Fans once fell for Eric Dane as Grey’s Anatomy‘s handsome Dr. Mark Sloan, a.k.a. McSteamy, and they followed his heroic exploits as Tom Chandler on The Last Ship — but now he’s taking a step to the dark side.

On HBO’s boundary-pushing EuphoriaDane plays Cal Jacobs, a married man with a secret. The explicit series makes no bones about pushing the envelope, and in the pilot, which premiered Sunday night, Dane’s character courted controversy by committing statutory rape with a 17-year-old trans girl, Jules (newcomer Hunter Schafer, 20).

The scene features full-frontal nudity and fully erect male genitalia, which required the presence of an intimacy expert on set. “Those scenes are very difficult to shoot,” Dane tells EW. “It helps to have one voice in your ear. One voice that you can express your feelings to, and somebody that is an advocate for the actors. It just simplifies a lot of things and makes for a safe and comfortable environment while shooting something that is fairly uncomfortable to shoot. And certainly, the stuff that we did in the pilot is no exception. It’s a pretty intense scene.”

Series creator Sam Levinson already noted the appendage on display is a prosthetic, which Dane confirms. Though, he says he was up for anything that served the story. “I’m willing to do anything that’s critical to the story and crucial to creating a very real and truthful feel to how the story is gonna go down,” he reflects. “I just don’t see how you shoot a scene like that without showing nudity. And, you know, it kind of matches the stakes. The stakes are so high, you can’t hold anything back, really.”

Dane says he was willing to bare it all for an isolated shot, but they ultimately used a prosthetic for all scenes. “Using a prosthetic is sort of protocol. It’s protocol and it’s also very considerate to your scene partner,” he elaborates. “There was one isolated shot that I suggested, ‘Look if it makes more sense to not use a prosthetic, I’m willing to go there.’ At the end of the day, because of the context, we decided that the prosthetic was the way to go, and we came to that decision as a group.”

The role requires (and exposes) a lot more of Dane than audiences might be accustomed to, but that was exactly his intention. “I just got tired of playing characters that appear to be the right fit,” he says. “Sam [Levinson] is such a strong writer. He’s got such a unique and articulate vision. I felt like if I were going to play a role like this, then I was in really good hands.”

“I read the pilot and it was wonderfully written and it was fresh and it was unique and it was unapologetic, and at this point in my career I need to do something different,” Dane adds. “Who wants to see me play the same guy over and over again?”

As for how audiences, particularly parents and teens, might react to the explicit content, Dane says the show is about being real about life today. “To a degree, this is a cautionary tale,” he reflects. “It’s certainly not a love letter to drugs or drug addiction, but as a cautionary tale, these are some pretty realistic circumstances and how these kids are navigating them is probably how a lot of kids today are going to navigate them.” He adds that he would’ve loved to have a show as frank and honest as this on air when he was a teenager.

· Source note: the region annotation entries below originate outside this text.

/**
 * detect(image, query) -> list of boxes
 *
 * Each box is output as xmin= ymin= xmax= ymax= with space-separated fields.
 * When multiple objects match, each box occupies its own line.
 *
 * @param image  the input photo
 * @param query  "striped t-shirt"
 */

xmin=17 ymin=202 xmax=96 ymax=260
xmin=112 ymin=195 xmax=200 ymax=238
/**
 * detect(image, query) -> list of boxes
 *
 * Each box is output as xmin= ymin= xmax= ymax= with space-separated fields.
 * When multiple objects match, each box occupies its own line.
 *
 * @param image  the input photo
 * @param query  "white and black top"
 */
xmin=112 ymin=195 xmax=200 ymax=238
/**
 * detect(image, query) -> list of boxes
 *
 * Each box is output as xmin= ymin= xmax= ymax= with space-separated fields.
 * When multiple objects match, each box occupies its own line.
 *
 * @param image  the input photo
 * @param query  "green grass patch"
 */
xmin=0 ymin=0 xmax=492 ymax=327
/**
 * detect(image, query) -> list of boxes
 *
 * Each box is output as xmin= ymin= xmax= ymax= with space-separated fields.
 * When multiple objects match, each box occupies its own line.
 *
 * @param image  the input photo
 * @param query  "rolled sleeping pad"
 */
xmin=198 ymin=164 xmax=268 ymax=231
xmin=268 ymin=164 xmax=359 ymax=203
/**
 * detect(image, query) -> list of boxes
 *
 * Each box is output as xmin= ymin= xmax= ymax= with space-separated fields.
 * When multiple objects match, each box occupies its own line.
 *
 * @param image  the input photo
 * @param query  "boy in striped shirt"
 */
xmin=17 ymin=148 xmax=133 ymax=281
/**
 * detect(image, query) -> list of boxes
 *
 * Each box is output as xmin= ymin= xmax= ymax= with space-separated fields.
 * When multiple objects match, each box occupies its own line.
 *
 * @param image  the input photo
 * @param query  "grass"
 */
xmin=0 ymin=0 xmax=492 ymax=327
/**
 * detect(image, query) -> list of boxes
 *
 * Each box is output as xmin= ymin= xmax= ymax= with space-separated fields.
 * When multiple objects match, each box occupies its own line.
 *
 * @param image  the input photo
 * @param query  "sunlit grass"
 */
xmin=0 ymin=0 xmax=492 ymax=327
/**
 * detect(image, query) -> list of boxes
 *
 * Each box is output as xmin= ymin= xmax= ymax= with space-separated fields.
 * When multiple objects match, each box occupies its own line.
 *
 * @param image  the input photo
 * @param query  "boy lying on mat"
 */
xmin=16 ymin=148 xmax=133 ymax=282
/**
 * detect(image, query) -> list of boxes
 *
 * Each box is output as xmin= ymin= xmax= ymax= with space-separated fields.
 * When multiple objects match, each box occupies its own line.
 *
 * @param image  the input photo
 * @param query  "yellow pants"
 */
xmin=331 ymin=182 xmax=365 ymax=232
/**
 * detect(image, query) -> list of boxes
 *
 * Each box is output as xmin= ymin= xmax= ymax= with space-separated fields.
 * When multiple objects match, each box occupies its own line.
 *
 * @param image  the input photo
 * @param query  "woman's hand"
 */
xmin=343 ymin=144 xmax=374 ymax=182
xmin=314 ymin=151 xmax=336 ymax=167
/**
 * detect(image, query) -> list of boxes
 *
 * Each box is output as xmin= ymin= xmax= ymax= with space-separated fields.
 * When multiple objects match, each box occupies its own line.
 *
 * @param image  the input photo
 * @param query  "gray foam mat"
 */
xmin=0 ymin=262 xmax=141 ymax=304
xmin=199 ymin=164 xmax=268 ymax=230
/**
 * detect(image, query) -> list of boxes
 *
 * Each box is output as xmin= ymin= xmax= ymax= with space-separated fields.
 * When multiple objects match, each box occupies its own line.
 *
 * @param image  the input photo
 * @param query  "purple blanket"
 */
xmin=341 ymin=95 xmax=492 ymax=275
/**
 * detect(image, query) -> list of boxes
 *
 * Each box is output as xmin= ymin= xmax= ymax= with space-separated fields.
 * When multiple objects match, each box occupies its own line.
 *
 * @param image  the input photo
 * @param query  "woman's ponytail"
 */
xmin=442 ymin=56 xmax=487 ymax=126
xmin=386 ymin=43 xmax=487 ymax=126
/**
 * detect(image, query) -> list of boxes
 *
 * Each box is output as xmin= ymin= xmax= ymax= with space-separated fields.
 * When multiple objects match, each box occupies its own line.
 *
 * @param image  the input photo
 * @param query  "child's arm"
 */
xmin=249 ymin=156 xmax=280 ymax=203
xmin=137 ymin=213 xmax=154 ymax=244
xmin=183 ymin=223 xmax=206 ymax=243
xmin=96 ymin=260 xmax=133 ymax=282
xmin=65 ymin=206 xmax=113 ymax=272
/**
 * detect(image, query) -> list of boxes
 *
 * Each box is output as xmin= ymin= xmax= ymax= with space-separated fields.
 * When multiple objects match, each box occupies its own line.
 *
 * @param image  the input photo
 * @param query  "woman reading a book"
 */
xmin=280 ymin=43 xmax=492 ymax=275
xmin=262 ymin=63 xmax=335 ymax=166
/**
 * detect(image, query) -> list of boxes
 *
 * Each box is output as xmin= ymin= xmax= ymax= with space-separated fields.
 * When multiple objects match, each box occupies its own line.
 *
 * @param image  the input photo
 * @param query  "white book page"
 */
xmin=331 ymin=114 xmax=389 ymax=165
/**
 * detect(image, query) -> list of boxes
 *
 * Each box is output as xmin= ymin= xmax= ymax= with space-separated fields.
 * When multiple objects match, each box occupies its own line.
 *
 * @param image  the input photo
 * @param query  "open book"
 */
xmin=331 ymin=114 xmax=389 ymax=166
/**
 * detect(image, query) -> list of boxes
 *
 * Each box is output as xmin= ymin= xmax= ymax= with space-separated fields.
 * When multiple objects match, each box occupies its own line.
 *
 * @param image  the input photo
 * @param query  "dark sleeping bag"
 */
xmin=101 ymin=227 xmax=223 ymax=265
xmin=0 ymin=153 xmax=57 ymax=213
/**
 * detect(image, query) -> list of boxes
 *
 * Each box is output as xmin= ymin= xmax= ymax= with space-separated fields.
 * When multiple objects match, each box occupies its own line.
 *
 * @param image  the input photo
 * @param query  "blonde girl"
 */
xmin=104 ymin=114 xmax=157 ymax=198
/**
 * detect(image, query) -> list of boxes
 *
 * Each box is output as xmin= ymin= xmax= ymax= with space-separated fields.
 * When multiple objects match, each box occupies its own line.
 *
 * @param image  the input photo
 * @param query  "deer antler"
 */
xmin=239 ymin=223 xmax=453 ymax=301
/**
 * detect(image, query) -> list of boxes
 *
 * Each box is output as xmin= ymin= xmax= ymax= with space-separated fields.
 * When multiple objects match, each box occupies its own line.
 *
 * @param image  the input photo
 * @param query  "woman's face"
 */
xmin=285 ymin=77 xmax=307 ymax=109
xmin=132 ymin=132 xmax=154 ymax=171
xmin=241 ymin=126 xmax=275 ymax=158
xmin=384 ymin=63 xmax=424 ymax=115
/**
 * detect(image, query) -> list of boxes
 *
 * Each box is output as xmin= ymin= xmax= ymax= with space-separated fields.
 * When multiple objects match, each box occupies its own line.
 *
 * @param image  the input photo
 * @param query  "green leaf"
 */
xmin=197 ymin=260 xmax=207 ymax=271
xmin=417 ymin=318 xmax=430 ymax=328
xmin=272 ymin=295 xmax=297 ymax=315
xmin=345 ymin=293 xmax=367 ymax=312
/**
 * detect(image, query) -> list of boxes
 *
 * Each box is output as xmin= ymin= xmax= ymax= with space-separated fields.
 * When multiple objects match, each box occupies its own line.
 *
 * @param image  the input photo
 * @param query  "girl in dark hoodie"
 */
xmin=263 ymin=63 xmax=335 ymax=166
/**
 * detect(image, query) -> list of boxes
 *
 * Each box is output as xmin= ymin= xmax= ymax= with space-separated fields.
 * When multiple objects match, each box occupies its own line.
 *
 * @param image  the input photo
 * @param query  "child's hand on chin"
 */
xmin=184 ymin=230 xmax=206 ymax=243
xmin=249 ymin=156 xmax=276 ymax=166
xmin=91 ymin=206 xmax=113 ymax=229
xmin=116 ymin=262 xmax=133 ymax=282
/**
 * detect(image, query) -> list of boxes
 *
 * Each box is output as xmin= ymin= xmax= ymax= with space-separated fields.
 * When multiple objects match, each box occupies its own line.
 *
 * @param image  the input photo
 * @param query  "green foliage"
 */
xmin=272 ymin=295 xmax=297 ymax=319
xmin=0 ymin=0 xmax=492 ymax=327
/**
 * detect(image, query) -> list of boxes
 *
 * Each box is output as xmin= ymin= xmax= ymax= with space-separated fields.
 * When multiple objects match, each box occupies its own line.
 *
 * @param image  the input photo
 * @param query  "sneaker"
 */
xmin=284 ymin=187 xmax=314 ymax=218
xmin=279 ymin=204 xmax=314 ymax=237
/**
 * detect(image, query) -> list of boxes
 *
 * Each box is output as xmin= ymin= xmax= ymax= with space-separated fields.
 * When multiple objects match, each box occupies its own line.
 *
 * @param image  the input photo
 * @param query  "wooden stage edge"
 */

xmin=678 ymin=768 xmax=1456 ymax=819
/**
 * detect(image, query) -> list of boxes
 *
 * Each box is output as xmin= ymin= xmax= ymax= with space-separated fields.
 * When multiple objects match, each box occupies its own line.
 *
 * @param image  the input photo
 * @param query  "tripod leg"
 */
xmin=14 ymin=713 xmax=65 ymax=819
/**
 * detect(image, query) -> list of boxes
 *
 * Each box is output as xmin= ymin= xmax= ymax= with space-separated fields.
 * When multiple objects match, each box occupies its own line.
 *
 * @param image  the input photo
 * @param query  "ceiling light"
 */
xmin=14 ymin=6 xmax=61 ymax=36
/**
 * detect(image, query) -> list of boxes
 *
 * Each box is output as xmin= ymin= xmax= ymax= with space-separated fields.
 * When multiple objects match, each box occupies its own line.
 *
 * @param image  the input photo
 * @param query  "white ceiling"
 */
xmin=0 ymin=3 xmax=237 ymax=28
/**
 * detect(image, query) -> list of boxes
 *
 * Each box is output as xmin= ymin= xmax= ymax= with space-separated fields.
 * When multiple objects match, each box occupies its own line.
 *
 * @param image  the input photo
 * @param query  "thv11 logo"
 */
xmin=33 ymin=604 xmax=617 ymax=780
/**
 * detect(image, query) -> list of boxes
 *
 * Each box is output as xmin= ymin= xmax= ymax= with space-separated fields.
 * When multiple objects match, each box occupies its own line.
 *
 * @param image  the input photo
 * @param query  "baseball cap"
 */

“The show provides no-nonsense optics on what it means to be a teenager today – drug addiction, personal conflict. When you’re tackling issues like that you do it a disservice to not be truthful about it,” Dane says. “You can’t sugarcoat stuff like this. I believe that people now are more open to things like drug addiction and sexuality and mental health issues. Thank God there’s been sort of an open dialogue about it for the last few years.”

As for what lies ahead for Cal, who was revealed to be the parent of one of Jules’s classmates by the end of the pilot, Dane promises, “more will be revealed.” Teasing what’s ahead he says, “It absolutely evolves. After the first four episodes, you get a pretty good idea of where Cal sits in the big picture.”

Euphoria airs Sundays at 10 p.m. on HBO.